— Вы правы, капитан, — уже величаво взглянула Екатерина. — Для многих земля — мать, а море — мачеха. У вас же, кажется, наоборот. Ну что ж, будьте удачливы там больше, чем на суше.
…Поутру у входа в церковь святого Николая посланник Мальтийского магистра вручил Екатерине букет ярких редких цветов и ветвь пальмы, как покорительнице Таврии.
— Пальму вам, князь, по праву, — протянула она ветвь Потемкину, — а вот цветы уместны у ног святого Николая, да хранит он русских моряков!
Она перекрестилась и положила цветы к иконе. Ушаков истово молился вместе с разными чинами, приглашенными на молебен, думал об исполнении долга и отгонял нахлынувшие воспоминания.
Неизбежность войны не была столь очевидной в России в 1787 году, да и «блистательная» поездка Екатерины на юг подтверждала это. Г. Потемкин требовал проявлять дружелюбие к турецким капитанам, дипломатам, купцам. Были отданы распоряжения, что с ними следует обходиться «сколь можно ласковее, уклоняясь от малейшего повода к распре, и оскорблению, оказывая при том им всякую справедливость и снисхождение».
Однако уже с середины 1787 года из Константинополя от русского посланника Я. И. Булгакова идут крайне тревожные сообщения об активной деятельности при дворе антирусской партии, возглавляемой великим визирем. Султан ведет себя нерешительно, не откликается на призывы выступить в поход, однако посол считал, что сторонники визиря спровоцируют где-нибудь на границе, скорее всего у Очакова драку и «сложа вину на нас вынудят двор к войне». Старший член Черноморского правления контр-адмирал Н. С. Мордвинов отдает распоряжения приступить к срочной подготовке и обороне и защите Севастополя. Вход в бухту был закрыт старыми фрегатами и бомбардирским кораблем, который был превращен в плавучую батарею.
Второй и третий отряд Черноморского флота под командованием капитанов бригадирского ранга П. Алексиано и Ф. Ф. Ушакова после плавания у берегов Крыма 1 августа возвратились к Севастополю и встали на внешнем рейде. Был отдан приказ принять на корабле полный припас снаряжения и воды.
…Мудрый и всевидящий Яков Иванович Булгаков шел на заседание Дивана, понимая, что случилось непоправимое: возобладала партия войны. С истерией в голосе великий визирь потребовал возвратить Крым, отказаться от Кучук-Кайнарджийского договора, запретить Черноморский флот России, иначе… Усталым (в эти дни сжигались все секретные бумаги, отправлялись последние сообщения в Петербург, Херсон, Кременчуг), но твердым голосом Булгаков отверг требования и тут же был препровожден в страшный Семибашенный эамок — Едикуле, предназначенный для врагов султана. Девять лет назад там уже сидел русский посол Обресков, что означало тогда начало первой войны с Турцией при Екатерине. И сейчас, 13 августа, Турция объявила войну России. По-видимому, после прибытия первого сообщения в Очаков турецкий флот перекрыл лиман. Русские корабли тоже приготовились к бою. Мордвинов понимал, что, уничтожив эти корабли, турки могут высадить десант в Глубокой Пристани, захватить Херсон.

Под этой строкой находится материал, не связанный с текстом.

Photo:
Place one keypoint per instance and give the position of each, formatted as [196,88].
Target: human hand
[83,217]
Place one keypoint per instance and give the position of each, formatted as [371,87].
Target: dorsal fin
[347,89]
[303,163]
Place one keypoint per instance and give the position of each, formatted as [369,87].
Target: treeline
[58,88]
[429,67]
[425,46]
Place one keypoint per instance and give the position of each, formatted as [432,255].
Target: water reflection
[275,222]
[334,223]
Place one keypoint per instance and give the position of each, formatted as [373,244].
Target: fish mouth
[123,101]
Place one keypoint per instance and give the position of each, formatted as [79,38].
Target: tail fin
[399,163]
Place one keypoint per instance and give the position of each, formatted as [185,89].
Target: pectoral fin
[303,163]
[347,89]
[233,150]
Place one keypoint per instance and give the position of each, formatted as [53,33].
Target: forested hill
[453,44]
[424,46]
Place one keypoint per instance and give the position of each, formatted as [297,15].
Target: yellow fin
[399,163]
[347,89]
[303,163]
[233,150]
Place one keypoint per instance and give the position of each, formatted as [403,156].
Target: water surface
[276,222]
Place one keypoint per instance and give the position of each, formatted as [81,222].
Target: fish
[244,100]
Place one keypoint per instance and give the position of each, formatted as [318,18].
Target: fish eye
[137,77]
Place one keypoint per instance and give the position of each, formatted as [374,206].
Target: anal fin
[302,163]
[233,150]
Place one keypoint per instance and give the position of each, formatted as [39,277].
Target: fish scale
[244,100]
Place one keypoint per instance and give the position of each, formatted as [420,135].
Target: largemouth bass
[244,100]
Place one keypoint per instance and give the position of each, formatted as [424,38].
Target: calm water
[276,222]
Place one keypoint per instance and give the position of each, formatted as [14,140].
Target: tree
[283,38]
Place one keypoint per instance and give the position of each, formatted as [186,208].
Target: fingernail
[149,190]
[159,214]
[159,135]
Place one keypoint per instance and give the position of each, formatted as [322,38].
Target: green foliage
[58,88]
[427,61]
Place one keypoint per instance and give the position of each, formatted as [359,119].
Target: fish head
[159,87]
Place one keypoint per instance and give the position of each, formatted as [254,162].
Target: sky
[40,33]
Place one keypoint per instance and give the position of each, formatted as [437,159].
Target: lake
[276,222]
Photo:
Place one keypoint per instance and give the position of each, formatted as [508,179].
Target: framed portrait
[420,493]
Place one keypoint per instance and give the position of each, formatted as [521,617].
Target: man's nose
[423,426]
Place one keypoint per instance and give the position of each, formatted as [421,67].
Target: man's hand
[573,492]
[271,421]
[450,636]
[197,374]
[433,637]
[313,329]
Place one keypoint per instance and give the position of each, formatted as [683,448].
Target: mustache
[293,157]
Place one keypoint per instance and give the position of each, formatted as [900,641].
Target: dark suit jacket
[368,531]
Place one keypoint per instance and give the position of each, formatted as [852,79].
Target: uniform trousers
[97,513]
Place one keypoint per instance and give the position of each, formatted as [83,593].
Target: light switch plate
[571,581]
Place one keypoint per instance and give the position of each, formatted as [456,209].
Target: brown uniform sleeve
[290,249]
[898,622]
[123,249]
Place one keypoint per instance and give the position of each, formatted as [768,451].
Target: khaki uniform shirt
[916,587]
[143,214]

Вдоль Днепра вытянулись суда всех типов, которые способны были нести пушки. Вскоре к ним подтянулись из устья лимана фрегат «Скорый» и бот «Битюг», отбившиеся от преследователей.
Потемкин, Мордвинов, все морские командиры восприняли их переход как большую победу. Но до этого было еще очень далеко. Войнович же получил от Потемкина записку такого содержания: «Подтверждаю Вам собрать все корабли и фрегаты и стараться произвести дело, ожидаемо от храбрости и мужества Вашего и подчиненных Ваших. Хотя бы всем погибнуть, но должно показать всю неустрашимость к нападению и истреблению неприятеля. Сие объявить всем офицерам Вашим. Где завидите флот турецкий, атакуйте его, во что бы то ни стало, хотя бы всем пропасть».